Now, suppose that X can occur with probability .8 and Y has probability of .2. We multiply the first unit/column with .8 and second with .2 so that the joint distribution breaks down into

1 * .8 + 1 * .2 = 1 * (.8 +.2) = 1 * 1 = 1 = 1 * .8 + 1 * .2 = (.4 + .6) * .8 + (.5+.5)/5 = (.32 + .48) + (.1 + .1)
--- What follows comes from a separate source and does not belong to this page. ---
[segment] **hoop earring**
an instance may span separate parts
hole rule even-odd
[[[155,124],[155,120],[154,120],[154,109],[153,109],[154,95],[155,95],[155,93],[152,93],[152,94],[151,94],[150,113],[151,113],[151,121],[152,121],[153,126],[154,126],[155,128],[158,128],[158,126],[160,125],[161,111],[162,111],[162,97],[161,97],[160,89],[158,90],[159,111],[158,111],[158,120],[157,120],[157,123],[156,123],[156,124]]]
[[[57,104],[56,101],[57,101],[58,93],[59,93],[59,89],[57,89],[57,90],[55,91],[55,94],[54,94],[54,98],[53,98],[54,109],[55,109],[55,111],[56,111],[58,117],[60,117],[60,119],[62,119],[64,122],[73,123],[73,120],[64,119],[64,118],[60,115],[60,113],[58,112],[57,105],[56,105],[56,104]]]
where first parenthesis is a sum of event probabilities under X and .1 + .1 are probabilities under event Y

This can be represented again by matrix again

${\begin{matrix}&X|_{P(X)}&Y|_{P(Y)}\\A&P(A\land X)&P(A\land Y)\\B&P(B\land X)&P(B\land Y)\end{matrix}}\quad =\quad {\begin{matrix}&X|_{P(X)}&Y|_{P(Y)}\\A&P(X\land A)&P(Y\land A)\\B&P(X\land B)&P(Y\land B)\end{matrix}}\quad =\quad {\begin{matrix}&X|_{.8}&Y|_{.2}\\A&.32&.1\\B&.48&.1\end{matrix}}$ Note that columns now add up to .8 and .2 correpsondingly whereas all table adds up to .8+.2 = 1. We have got a 2-dimensional distribution of probability. In every cell we have the joint probability of pair of events occurring, e.g. P(A∩X) = .32. The probability of conjunction A∩X is less than the probability of components (A|X) and X alone because probability under X, probability of every column, added up to 1 in the conditional probability table but it adds to P(X) ≤ 1 in the joint distribution table.
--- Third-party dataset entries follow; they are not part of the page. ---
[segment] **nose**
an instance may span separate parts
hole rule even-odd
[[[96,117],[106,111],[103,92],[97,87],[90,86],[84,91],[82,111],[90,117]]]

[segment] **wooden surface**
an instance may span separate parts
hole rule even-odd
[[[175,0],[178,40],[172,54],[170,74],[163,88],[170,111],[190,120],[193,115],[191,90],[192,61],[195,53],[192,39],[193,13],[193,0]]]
This fact, that column $P(A_{1}\land X_{i})+P(A_{2}\land X_{i})+\ldots =P(X_{i})$ adds up to marginal probability of the column Xi, that is a probability that randomly drawn event ends up in the column i, enables us to recover the conditional probabilities. We just need to divide every $P(A_{j}\land X_{i})$ in the column i by P(Xi):

${\begin{bmatrix}P(A|X)\\P(B|X)\end{bmatrix}}={\begin{bmatrix}P(A\land X)\\P(B\land X)\end{bmatrix}}{1 \over P(X)}={\begin{bmatrix}.32\\.48\end{bmatrix}}{1 \over .8}={\begin{bmatrix}.4\\.6\end{bmatrix}}$ The relationship

$P(A\land X)=P(X)\cdot P(A|X)$ is a basis for famous w:Bayes' theorem $P(X)\cdot P(A|X)=P(A)\cdot P(X|A)$ because we can symmetrically condition the probabilities within the rows by probabilities of observing the rows:

${\begin{bmatrix}(.32+.1)/p_{a}\\(.48+.1)/p_{b}\end{bmatrix}}={\begin{bmatrix}1\\1\end{bmatrix}}={\begin{bmatrix}(.32+.1)/.42\\(.48+.1)/.58\end{bmatrix}}={\begin{bmatrix}.76+.24\\.83+.17\end{bmatrix}}={\begin{bmatrix}P(X|A)+P(Y|A)\\P(X|B)+P(Y|B)\end{bmatrix}}$ That is, conditional probability P(X|A) = .76.